We came pretty close to losing all the radio blogs too. Matt Mullenweg at WordPress is hosting them now.

People don't get it -- the web is built on a non-existent foundation.

A lot of people are going to be really shocked when huge pieces of their online lives are gone.


A few months ago, I managed to accidentally delete a decade-old Gmail account. A stupid thing to do, but, in my defense, it was a lot easier than it should be.

That had been my primary account for those ten years. More than 40,000 emails went poof. Gmail offers a recovery option, but I could never get that to work.

Until the web provides a better answer, if you want to keep it, keep it on your own hardware.

Ed Cone

"...keep it on your own hardware."

Unless, per the conversation with Cerf, that too stops working.


Lest not forget, much of the web is in a huge purge cycle right now thanks to Google's insistence lately.

Ginia Zenke

Here we are, losing information either on our owns systems (or its stored in difficult to access antiquated forms, anybody remember "basic"?) or it gets phased out, by Google or potentially the cloud, the Kool-Aid I don't want to drink.
We are also at really the dawn of the information-sharing age. Think of it, there are thousands of books, manuscripts, artworks, music scores, photographs, public records and letters that, if desired, ought to be scanned, categorized, tagged and cross indexed.

And we have all these people out of work. And we bloody can't find our way out of the Recession paper bag.

Along the lines of the Civilian Conservation Corps, instead of the Blue Ridge Parkway, why can't we work on scanning, categorizing, cross indexing all this material as The Big Database, or as a subsidiary arm of the Library of Congress.

Simply scanning and saving could employ typically low wage earners and give them in introduction to computers
Categorizing and cross indexing material could go to a degree in library sciences
As long as "concerned citizens" and professional archivists don't get their panties in a wad and insist on a PHD to scan & save, and to keep precautions about handling archival material down to a 15 minute demonstration/lecture (use the gloves, don't lick the silver nitrate...) we might stand a chance.

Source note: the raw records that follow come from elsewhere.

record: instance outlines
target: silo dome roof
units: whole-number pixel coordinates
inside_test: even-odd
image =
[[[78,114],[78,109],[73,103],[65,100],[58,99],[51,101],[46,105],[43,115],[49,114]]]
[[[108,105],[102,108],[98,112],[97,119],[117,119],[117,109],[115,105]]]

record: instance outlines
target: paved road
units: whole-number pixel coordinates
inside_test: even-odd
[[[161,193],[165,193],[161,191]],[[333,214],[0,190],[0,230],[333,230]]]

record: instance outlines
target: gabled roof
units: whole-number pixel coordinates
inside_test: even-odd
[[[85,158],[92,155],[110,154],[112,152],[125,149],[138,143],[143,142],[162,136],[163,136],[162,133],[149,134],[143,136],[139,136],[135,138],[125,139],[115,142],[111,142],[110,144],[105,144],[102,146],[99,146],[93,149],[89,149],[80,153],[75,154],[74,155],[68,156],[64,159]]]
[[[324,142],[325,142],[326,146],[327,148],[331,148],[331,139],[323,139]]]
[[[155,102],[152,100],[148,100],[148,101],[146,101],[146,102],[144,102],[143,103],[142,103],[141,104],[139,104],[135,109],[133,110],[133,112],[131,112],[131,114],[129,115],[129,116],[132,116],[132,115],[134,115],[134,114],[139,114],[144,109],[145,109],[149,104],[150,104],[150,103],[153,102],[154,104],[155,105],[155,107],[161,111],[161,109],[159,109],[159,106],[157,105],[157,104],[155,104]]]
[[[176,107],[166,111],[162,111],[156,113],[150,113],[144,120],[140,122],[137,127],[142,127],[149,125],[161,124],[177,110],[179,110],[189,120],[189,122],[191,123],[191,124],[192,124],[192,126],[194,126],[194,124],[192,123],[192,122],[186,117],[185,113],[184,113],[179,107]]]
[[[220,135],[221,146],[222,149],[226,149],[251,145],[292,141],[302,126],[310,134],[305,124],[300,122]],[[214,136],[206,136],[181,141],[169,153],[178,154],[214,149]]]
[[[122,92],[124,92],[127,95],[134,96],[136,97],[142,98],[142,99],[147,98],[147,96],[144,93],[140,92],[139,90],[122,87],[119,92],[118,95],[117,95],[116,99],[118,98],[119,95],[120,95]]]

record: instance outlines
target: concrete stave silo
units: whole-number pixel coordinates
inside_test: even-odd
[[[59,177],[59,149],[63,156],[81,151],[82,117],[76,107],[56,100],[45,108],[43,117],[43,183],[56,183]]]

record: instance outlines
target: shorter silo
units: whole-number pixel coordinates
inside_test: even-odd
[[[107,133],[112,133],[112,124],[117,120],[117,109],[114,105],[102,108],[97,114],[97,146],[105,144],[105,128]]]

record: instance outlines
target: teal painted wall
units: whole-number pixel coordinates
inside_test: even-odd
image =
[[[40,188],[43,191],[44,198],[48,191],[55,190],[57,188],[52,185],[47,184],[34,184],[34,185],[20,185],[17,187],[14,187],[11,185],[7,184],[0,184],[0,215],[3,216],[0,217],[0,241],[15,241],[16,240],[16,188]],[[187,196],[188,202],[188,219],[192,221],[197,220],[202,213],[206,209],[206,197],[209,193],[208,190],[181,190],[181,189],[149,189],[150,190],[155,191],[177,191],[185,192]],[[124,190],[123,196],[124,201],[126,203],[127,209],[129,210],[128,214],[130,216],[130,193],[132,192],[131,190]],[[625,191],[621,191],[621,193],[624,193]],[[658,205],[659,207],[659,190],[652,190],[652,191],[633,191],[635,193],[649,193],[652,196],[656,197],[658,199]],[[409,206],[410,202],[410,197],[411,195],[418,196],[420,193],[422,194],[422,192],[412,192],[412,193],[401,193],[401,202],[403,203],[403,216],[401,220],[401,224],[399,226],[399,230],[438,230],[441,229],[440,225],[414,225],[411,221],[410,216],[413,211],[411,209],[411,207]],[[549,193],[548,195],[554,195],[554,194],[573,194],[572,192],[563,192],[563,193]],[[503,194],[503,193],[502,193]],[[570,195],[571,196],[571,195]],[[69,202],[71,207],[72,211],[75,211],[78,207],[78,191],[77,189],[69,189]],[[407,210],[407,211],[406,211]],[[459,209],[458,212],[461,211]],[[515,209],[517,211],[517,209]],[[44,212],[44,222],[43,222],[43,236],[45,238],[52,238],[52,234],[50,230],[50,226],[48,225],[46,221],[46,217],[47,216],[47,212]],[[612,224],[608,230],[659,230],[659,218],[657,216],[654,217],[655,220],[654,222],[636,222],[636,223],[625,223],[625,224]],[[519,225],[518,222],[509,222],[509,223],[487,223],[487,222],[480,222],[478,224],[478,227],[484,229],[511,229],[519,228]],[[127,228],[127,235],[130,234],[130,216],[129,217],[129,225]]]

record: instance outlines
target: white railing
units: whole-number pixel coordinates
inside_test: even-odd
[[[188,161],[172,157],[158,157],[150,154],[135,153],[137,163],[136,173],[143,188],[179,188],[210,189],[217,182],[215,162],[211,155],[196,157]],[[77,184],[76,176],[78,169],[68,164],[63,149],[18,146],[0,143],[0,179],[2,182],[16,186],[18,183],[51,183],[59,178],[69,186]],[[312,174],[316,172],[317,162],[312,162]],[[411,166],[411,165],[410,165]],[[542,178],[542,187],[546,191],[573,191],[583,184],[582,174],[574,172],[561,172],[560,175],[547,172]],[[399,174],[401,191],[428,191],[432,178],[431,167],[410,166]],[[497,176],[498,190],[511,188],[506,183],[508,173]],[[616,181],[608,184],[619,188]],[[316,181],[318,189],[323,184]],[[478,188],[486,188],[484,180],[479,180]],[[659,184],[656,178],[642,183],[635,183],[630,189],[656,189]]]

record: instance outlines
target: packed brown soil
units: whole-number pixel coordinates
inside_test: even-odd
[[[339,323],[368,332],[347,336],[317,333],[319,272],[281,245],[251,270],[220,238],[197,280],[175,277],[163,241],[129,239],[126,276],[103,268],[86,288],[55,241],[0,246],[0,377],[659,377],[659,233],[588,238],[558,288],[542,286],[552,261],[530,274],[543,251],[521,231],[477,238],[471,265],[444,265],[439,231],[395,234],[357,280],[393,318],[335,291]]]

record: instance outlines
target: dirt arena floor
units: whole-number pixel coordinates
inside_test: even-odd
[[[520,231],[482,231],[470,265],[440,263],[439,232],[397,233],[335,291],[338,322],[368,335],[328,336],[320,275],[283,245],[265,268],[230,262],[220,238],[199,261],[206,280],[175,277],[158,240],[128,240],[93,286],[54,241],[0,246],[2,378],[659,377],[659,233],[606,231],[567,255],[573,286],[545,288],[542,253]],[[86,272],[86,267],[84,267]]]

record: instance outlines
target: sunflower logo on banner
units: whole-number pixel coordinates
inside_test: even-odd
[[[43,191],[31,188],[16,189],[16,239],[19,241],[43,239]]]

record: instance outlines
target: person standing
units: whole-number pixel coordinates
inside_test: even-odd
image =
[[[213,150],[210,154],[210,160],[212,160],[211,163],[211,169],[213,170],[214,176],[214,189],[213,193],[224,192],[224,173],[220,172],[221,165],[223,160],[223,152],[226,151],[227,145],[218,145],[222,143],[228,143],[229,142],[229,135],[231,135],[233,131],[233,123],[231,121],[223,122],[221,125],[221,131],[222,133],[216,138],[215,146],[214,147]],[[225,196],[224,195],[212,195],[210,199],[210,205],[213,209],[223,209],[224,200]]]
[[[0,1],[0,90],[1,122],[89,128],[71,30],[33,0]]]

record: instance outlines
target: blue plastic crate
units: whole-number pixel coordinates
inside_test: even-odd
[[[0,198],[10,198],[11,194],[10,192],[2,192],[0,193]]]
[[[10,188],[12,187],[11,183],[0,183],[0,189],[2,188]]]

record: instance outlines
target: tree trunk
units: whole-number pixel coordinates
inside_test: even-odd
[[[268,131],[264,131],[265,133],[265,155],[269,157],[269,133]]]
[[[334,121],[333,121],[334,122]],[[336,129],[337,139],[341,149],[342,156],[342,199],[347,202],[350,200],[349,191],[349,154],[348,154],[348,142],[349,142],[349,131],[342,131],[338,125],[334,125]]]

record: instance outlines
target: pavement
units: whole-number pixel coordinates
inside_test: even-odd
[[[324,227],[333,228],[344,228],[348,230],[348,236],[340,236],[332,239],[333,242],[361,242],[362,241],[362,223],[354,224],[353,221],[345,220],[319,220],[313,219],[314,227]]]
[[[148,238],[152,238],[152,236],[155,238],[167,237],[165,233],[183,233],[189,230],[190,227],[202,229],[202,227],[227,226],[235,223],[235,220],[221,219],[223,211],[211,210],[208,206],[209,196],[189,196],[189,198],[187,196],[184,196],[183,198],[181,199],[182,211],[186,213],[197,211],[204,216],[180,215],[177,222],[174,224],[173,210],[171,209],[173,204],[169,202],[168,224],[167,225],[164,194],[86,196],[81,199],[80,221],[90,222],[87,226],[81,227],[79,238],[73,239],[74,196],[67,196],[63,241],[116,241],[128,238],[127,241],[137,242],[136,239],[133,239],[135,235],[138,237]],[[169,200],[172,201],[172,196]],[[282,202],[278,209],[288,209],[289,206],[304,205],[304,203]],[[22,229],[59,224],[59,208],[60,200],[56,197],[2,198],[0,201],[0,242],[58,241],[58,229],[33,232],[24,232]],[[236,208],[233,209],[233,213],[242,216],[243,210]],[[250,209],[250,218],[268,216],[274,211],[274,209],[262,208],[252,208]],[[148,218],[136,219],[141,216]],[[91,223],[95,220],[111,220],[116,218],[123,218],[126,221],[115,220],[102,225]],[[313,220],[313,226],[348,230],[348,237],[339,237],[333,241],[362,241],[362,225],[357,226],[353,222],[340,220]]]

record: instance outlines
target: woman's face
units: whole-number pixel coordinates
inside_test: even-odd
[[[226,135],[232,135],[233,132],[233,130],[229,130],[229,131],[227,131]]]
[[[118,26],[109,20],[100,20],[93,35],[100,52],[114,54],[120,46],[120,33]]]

Hugh Morton gave UNC his photographs, all 70,000 of them. Think they might need help?
Carroll Martin took thousands of photographs of Greensboro and its people and they are at the Gso Historical Museum. I've always thought it would be great if you could go to a site there and look through their photos electronically - and paying for copies would be a good fundraiser for any museum with such an archive.
A data base of photographs of gravestones would help people doing research on ancestors.
Think of the photographs that have been handed down, without anything written on the back, but if you have where it was found, or given by who lived in... there might be somebody who might know something about it.

Yes, there are companies out there that do this and that's great too, but there is SO much odd, uncollected information out there that ought not to get lost. Including all our posts here.